Would you build your home or business without a strong Foundation?

17 Feb 2026

Would you spend your hard earned cash to build a home or a business without laying a solid foundation first?    Of course not.  What a stupid question?  Even entertaining the idea feels reckless. A structure without a base is a liability dressed up as ambition. You need something solid to hold the weight, to carry the roofline, to endure wind, rain, time, and the unexpected tremors that life inevitably delivers. A foundation is not glamorous. No one hosts a dinner party to admire it. But remove it, and everything collapses.

So here is the real question.  If we instinctively understand this in life principle (or use construction), why do we hesitate to treat Learning and Development as the foundation of our businesses?

People are our greatest cost / expense. They are also our greatest capital. Yet we often attempt to build performance, culture, and profitability without intentionally strengthening the base that holds it all together. 

A Learning and development strategy is not an add on. It is not a compliance tick box. It is the departure point.

The goal needs to be the creation of lifelong learners, who can be self directed in their growth only then does learning & development move beyond a training calendar and become part of the organisation’s identity and brand.  Talk is cheap and marketing is a facade.  L&D needs to be embedded into the organisation strategy and values. 

What would that look like?

The outputs are logical.

We would see competent employees. Competence brings three major wins. 

  • First, job mastery, which leads to optimal performance in the role owned. 

  • Second, psychological safety, because confidence grows when capability is real. 

  • Third, community impact. A well trained employee does not leave new competencies at the office door. They carry them home. They teach their children differently. They influence conversations differently. Work skills quietly become life skills in a world that desperately needs both.

Competencies are portable. They can be developed upward and downwards.  That is what makes succession planning more than theory. It becomes a natural progression built on a solid base. When we truly accept that our people equate to financial capital, HR cannot remain administrative. It must embrace a human capital process flow, a systems approach designed to enable individuals to reach their full potential.

One of the simplest tools I have used in Learning and Development is what I call a JCP – job competency profile. It is not complex. It can be used as a simple Excel document or system generated.  What it does?  It brings clarity. It outlines the Key Performance Areas of a role and aligns the required competencies to each one. Traditionally we would ask: What knowledge is required? What skills are needed? What attitude must be demonstrated?   Knowledge. Skill. Attitude.

During a current consultation I have reframed it into the acronym of ASK.

Start with Attitude. Then Skill. Then Knowledge.

After years of lecturing, training, and coaching, I always positioned it the other way around. Corporate experience has sharpened my thinking. Attitude is not the finishing touch. It is the ignition point.

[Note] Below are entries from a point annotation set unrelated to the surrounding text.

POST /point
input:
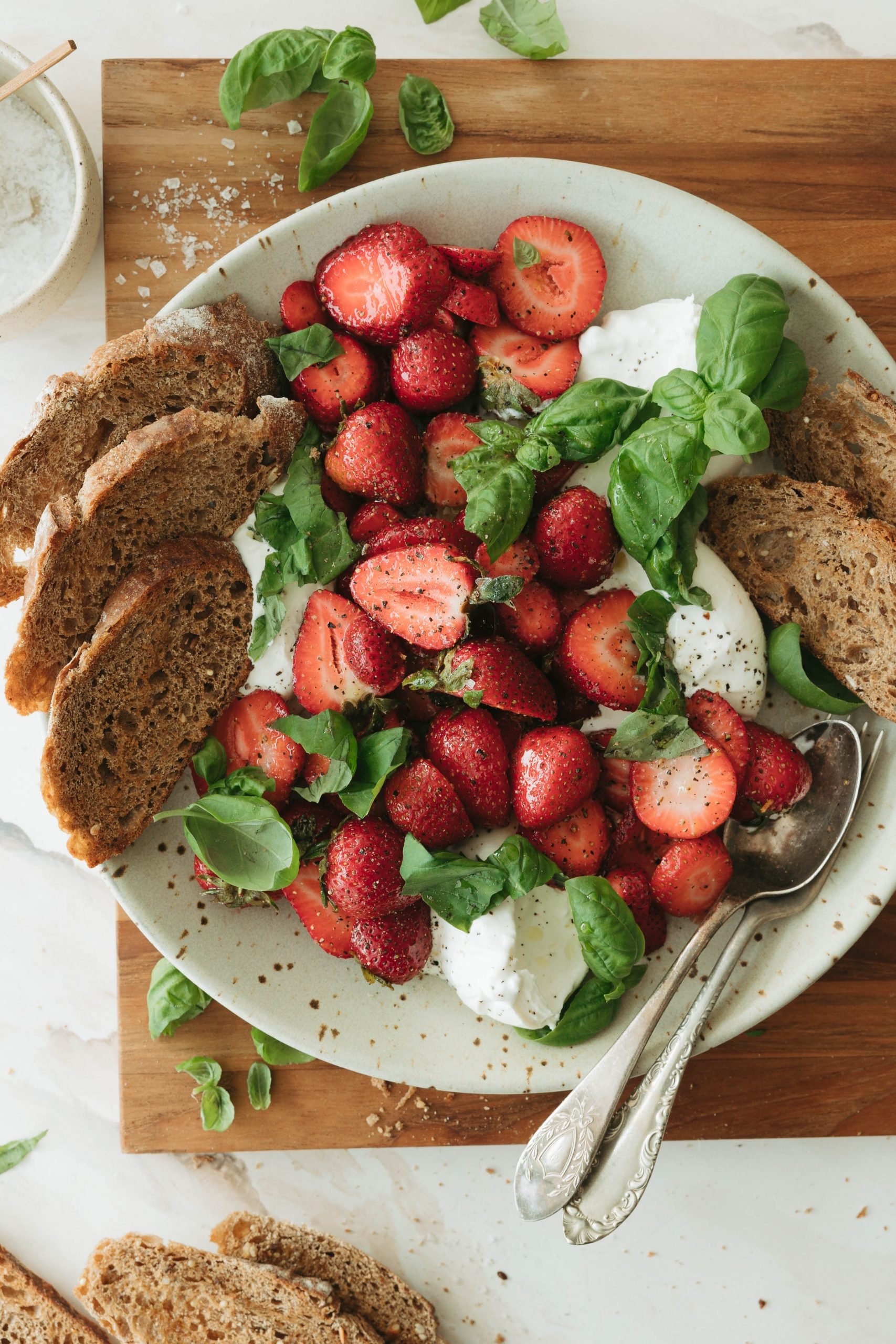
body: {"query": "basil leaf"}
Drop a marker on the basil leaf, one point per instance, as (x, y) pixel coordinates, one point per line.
(351, 56)
(242, 839)
(529, 27)
(296, 351)
(275, 1052)
(258, 1085)
(378, 756)
(785, 385)
(733, 424)
(609, 936)
(499, 496)
(424, 116)
(681, 393)
(275, 68)
(741, 331)
(655, 737)
(792, 664)
(202, 1070)
(590, 418)
(525, 255)
(336, 131)
(18, 1150)
(172, 1000)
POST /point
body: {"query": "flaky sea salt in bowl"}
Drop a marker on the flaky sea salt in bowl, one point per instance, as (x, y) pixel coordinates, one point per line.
(50, 201)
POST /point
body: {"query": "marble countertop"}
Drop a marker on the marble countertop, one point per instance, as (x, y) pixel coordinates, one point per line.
(772, 1241)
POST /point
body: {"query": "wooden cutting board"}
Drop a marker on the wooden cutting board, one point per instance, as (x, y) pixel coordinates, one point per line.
(805, 151)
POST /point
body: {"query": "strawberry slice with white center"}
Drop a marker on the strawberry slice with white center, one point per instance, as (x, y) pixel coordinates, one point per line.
(553, 282)
(684, 797)
(419, 593)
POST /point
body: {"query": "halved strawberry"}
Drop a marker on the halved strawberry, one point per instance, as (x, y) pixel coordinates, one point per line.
(469, 261)
(332, 390)
(444, 438)
(475, 303)
(687, 796)
(578, 844)
(325, 925)
(559, 295)
(245, 733)
(692, 875)
(383, 282)
(321, 676)
(598, 655)
(419, 593)
(546, 368)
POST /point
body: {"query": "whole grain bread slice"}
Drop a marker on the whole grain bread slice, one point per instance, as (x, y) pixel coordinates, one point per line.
(213, 358)
(195, 472)
(132, 707)
(33, 1312)
(805, 553)
(366, 1287)
(847, 438)
(147, 1292)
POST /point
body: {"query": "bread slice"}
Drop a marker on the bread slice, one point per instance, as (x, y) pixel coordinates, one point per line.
(847, 438)
(805, 553)
(147, 1292)
(31, 1311)
(213, 358)
(135, 705)
(195, 472)
(366, 1287)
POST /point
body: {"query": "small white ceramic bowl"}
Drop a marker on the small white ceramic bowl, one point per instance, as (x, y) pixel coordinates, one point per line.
(38, 303)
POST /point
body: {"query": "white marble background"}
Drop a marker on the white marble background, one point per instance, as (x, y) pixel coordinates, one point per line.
(742, 1244)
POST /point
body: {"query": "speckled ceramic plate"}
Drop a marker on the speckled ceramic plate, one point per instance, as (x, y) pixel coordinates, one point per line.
(657, 243)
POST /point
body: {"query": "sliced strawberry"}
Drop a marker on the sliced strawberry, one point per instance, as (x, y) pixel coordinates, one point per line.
(692, 875)
(321, 676)
(383, 282)
(468, 748)
(547, 369)
(397, 947)
(378, 454)
(534, 622)
(575, 538)
(431, 370)
(422, 802)
(245, 733)
(371, 519)
(374, 655)
(444, 438)
(561, 293)
(598, 655)
(419, 593)
(327, 927)
(475, 303)
(553, 772)
(578, 844)
(469, 261)
(687, 796)
(300, 306)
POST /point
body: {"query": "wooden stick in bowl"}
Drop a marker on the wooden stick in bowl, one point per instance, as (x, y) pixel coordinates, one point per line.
(38, 68)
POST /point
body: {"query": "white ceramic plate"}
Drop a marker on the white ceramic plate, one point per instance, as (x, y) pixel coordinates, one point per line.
(657, 243)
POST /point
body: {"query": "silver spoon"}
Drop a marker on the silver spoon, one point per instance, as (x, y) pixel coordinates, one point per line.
(774, 860)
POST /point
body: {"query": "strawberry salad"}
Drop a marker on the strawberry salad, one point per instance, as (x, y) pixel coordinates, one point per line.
(503, 698)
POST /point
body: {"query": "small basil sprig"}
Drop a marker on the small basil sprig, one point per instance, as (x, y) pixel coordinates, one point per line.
(804, 676)
(424, 116)
(172, 999)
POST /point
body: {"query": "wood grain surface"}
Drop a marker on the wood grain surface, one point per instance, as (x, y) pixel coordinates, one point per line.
(805, 151)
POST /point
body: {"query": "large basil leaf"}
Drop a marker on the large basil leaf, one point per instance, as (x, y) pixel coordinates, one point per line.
(424, 116)
(336, 131)
(741, 332)
(529, 27)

The L&D department can transfer knowledge. It can assess skill. It can declare someone competent or not yet competent. However, attitude is different. You can coach it. You can reinforce it. Yet when pressure mounts and crisis hits, what carries a person through?  The values that formed that Attitude.  Simply put a can do, wont do and dont want to do – all formed within the values we stand for.  Attitude is ultimately a choice. I get to choose how I respond. And that choice is anchored in the values that have been instilled, modelled, and lived consistently within the organisation.

When values are duplicated, replicated, and embodied across every level of the business, they do more than support performance. They sustain people in the storm. They shape culture. They overflow into homes and communities. They bring about revelation and change.

Learning and Development is not a department. It is the concrete slab beneath your strategy. Ignore it, and cracks will appear. Invest in it, and you build something that lasts and can leave a legacy.